The 2013 Pirates (Jason Grilli and Mark Melancon), the 2012 Athletics (Grant Balfour and Ryan Cook), the 2008 Rays (Balfour and J.P. Howell) are just a few other examples of recent teams to ride great bullpens to unexpected success. According to FanGraphs, each of these five teams had bullpens contribute at least eight wins above average by Win Probability Added -- enough to make or break a playoff season in each case.

However, as this list of names should help prove, it isn't as easy as dropping multiple millions on the latest top free agent closer and calling it a day. It takes career years and teams who happen to play a disproportionate amount of close games for a bullpen to make the kind of impact that suggests relievers should earn megadeals like Kimbrel's. Too often, they spend too many important moments in the bullpen to be the kind of swing player to justify it.

But on the right team, such a player can be extremely valuable. According to Win Probability Added on FanGraphs, Jim Johnson's 68.2 innings for the 2012 Orioles contributed 5.35 wins above the average player, more than every single player in the league. It was more than top hitter Mike Trout (5.32), and well above top starting pitcher Justin Verlander (4.04).
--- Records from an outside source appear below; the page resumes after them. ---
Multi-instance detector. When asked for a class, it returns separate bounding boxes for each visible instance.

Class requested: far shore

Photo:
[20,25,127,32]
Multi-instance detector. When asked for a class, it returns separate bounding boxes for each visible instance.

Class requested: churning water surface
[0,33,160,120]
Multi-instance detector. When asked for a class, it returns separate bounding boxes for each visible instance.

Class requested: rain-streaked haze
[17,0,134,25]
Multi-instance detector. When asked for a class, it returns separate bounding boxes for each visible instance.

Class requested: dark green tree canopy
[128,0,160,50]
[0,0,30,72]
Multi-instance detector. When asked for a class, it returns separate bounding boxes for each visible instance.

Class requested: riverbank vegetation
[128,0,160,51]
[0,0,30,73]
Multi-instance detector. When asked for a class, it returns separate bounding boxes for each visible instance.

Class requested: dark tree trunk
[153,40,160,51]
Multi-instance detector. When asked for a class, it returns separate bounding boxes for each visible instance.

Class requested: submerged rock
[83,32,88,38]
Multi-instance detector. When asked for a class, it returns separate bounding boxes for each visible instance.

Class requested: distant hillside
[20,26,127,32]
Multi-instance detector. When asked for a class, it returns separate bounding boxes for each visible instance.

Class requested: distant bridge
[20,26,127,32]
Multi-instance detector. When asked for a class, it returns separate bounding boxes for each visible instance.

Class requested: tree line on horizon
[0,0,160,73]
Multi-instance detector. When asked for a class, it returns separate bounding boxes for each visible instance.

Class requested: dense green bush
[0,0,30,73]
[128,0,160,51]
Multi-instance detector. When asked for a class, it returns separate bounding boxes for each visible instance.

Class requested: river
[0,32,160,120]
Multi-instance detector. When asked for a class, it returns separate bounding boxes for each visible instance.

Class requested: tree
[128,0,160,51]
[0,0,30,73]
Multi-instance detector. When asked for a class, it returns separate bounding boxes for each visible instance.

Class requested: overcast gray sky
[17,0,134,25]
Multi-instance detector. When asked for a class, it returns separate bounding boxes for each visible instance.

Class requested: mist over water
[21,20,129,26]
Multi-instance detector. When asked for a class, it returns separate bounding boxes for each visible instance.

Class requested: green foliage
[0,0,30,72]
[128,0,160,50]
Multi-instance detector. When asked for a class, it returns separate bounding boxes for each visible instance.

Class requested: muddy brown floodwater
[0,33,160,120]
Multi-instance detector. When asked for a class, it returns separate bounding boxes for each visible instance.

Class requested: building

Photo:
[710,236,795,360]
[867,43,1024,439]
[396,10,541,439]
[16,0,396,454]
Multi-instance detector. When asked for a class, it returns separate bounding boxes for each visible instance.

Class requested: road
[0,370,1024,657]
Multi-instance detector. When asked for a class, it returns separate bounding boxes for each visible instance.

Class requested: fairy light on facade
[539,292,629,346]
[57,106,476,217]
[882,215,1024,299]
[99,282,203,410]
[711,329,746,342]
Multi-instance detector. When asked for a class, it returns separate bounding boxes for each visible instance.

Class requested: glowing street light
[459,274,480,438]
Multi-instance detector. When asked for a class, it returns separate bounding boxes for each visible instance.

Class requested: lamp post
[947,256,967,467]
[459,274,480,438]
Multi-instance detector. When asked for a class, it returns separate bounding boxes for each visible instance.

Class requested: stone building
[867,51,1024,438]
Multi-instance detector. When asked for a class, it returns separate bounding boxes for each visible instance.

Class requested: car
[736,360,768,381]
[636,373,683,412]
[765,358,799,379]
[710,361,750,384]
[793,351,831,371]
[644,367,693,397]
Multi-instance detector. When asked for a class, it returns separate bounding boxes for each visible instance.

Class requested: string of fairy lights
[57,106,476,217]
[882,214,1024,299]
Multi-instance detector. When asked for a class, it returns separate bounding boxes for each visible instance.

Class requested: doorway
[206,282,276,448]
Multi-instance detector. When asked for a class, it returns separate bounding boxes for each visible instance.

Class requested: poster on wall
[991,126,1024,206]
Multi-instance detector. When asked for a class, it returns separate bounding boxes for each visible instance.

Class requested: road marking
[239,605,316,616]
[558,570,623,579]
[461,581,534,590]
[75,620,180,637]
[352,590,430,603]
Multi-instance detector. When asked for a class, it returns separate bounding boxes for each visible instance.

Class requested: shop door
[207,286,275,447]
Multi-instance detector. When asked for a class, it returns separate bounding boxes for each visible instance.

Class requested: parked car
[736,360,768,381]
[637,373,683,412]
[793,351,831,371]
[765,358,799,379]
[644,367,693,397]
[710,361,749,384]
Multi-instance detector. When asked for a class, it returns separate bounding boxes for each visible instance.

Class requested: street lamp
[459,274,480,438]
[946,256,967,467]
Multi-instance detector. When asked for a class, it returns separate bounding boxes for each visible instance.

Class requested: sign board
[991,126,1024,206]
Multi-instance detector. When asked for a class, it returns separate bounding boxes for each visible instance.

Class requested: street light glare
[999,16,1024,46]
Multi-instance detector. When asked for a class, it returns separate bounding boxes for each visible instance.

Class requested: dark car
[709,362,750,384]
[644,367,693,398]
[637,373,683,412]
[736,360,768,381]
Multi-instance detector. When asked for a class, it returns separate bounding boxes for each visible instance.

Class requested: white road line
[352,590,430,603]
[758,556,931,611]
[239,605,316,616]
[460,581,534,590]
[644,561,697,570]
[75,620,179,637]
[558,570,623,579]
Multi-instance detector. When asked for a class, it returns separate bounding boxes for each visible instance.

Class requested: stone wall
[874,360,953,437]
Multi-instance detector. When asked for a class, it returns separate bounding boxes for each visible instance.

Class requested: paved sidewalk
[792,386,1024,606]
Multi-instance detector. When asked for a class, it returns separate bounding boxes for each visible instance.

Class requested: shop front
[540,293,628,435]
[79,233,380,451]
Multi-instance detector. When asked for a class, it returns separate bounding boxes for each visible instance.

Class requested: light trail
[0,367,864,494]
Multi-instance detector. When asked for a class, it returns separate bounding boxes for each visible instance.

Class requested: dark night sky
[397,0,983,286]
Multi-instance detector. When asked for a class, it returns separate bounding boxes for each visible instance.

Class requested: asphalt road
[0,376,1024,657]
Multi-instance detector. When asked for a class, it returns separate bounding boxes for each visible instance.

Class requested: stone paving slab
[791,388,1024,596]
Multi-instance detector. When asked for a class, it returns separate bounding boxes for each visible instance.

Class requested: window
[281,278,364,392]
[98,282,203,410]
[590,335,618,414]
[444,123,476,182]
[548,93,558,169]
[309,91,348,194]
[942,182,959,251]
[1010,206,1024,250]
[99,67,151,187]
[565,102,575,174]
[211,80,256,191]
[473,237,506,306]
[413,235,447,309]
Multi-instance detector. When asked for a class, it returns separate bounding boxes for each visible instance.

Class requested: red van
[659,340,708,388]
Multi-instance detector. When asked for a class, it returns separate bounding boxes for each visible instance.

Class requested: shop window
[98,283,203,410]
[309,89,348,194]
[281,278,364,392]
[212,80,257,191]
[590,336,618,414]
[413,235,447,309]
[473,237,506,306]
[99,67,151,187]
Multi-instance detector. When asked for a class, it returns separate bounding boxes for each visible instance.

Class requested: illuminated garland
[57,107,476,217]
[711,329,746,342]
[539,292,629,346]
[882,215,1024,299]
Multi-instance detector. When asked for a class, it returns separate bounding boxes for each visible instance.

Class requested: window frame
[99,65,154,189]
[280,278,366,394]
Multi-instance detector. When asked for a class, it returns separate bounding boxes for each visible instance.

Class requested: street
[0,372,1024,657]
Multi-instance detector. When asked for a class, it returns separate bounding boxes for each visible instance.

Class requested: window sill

It would be absurd to suggest Jim Johnson in his 68 innings contributed more to the Orioles than Mike Trout's daily contributions to the Angels, or Justin Verlander every five days for the Tigers. Trout and Verlander aren't deployed so selectively, and so Trout will inevitably hit a few home runs down by double digits, and Verlander will pitch into the eighth of a few 7-1 games. But Johnson was so consistent in make-or-break scenarios for the Orioles that his excellent performance was enough to move the needle even more.

This seems why the Braves are willing to make this kind of move. Kimbrel is so dominant, so unhittable that his 60-70 innings will be worth around $10 million on a yearly basis. But if there comes a year like Baltimore's 2012 or Tampa Bay's 2008 or Pittsburgh's 2013, and the difference between making the playoffs and finishing under .500 is a lockdown bullpen, the Braves can be confident they have the world's best handling the ninth inning, and such a performance will be worth much more than even the $13 million Kimbrel could earn in the contract's option year.

So much of crafting a bullpen is a gamble. Performances over 200 innings are hard enough to predict; performances over the 30-70 inning range relievers occupy defines a crapshoot. Injuries wreak havoc on bullpens just like they do starting rotations. And then you need the lead at game's end for it to all be worth anything. This is typically the folly of the team that tries to spend its way into a great bullpen: too many things can go wrong, and eventually, something will. With Mariano Rivera off in the sunset, Craig Kimbrel is as close to it gets as an automatic three outs. It's as close as the ninth inning has to inevitability any more, and that's why the Braves are willing to cough up $42 million for Kimbrel to pitch the ninth for Atlanta for the next four years.